当社グループは、「固定資産の減損に係る会計基準」に基づき、原則として、事業所を単位としてグルーピングを行い、減損処理の要否を検討しております。減損損失の認識に当たり使用する割引前将来キャッシュ・フローの算定に当たっては、利用者数や従業員数の増減など、様々な仮定をおいて見積りを行っております。
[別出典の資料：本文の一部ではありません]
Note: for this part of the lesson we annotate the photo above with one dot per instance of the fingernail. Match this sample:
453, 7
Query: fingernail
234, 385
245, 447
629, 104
 また、当連結会計年度末の見積りに当たっては、新型コロナウイルス感染症の影響を加味して見積りを行っております。具体的には、内閣官房から発出されている同感染症に関する情報や政府・自治体の取り組みなどを参考にした上で、利用者数が徐々に回復するものの、新型コロナウイルス感染症の収束により感染拡大前の水準まで回復するには、翌連結会計年度末までの期間を要するものと仮定して見積りを行っております。ただし、これらの見積りには不確実性があり、新型コロナウイルス感染症の状況が変化した場合には損失額が増減する可能性があります。

 なお、当連結会計年度においては、減損損失を286百万円計上しております。